There’s a countdown on my whiteboard marking eleven more days.  Is it a countdown of excitement, or one of dread?  Ask me now, ask me later, who knows y if I’ll answer the same way twice.  I’m sitting on a soft, queen-sized bed in a huge room painted the colors I chose.  To my right, all my beloved books are displayed on a ceiling high bookshelf with various accoutrements I’ve acquired over time.  My dorm room will be small, bare, cramped, filled with the essentials and shared with another.  I spent this afternoon floating in neck-deep sea water, eyes closed against the sun, warm waves lapping gently across my face.  I somersaulted in the ocean and brushed against the smooth sand.  I sang at the top of my lungs with a smile on my face, and danced in the waves in a bikini, unashamed in the knowledge that I was alone and unobserved.  My face is red and my body brown.  I showered in a private bathroom redone not six months ago.  I have my family around me, my brothers, my mother, my dad will be home soon.  Pretty much perfect.

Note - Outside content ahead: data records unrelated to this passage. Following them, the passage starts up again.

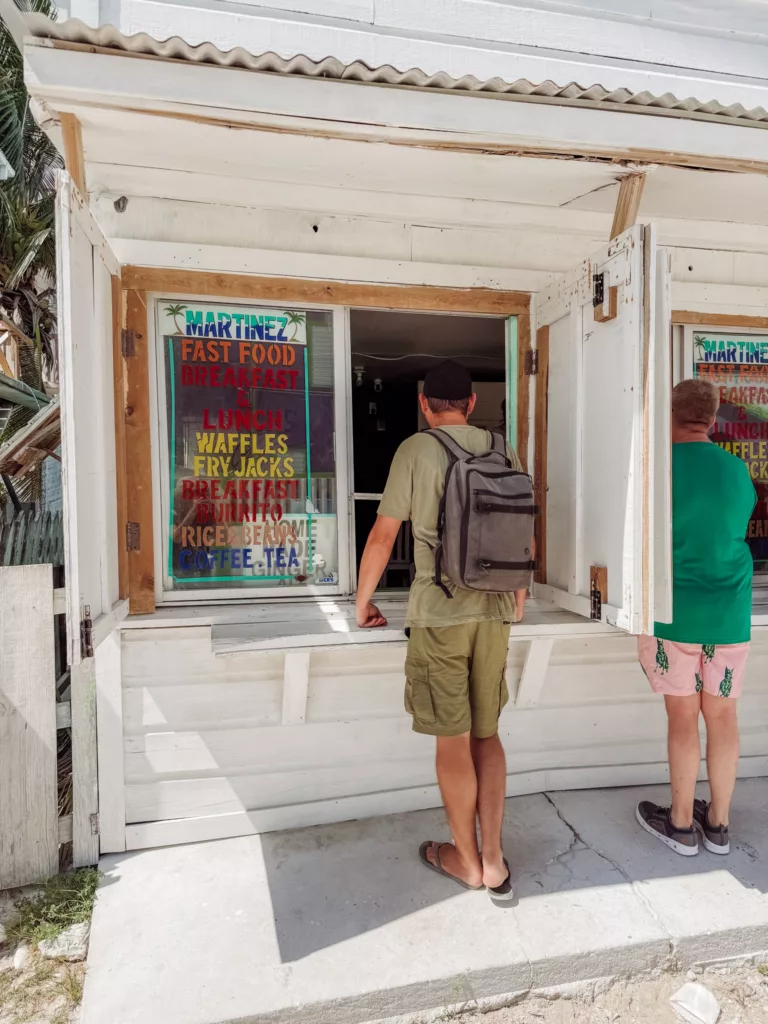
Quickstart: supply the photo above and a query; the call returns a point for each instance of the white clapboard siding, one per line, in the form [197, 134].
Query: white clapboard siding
[293, 748]
[190, 798]
[182, 707]
[358, 686]
[182, 655]
[206, 754]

But however perfect it might seem, the truth is that it doesn’t feel right anymore.  After eighteen years, the natural instinct to leave the nest, that age-old urge to leave home and strike out on one’s own is now fully developed and finally attainable.  I have a life sprawling ahead of me, a path at my feet that will carry me away from my family toward a future of my own.  As much as I love Florida summer, I find myself almost wistful for Michigan winter, because it already feels like my life.  That’s me, the pale college student in fluffy pants, rather than the bronze high schooler in shorts.
I want to start my classes.  I want to wake up early, stay up late, work on homework.  I want to meet my professors and get to know my classmates.  I want to go out to eat and I want to skip meals.  I’m ready to move on to the next great adventure before me.
Of course, I’ve got a lot of room cleaning before that can happen.  That’s what this week is for!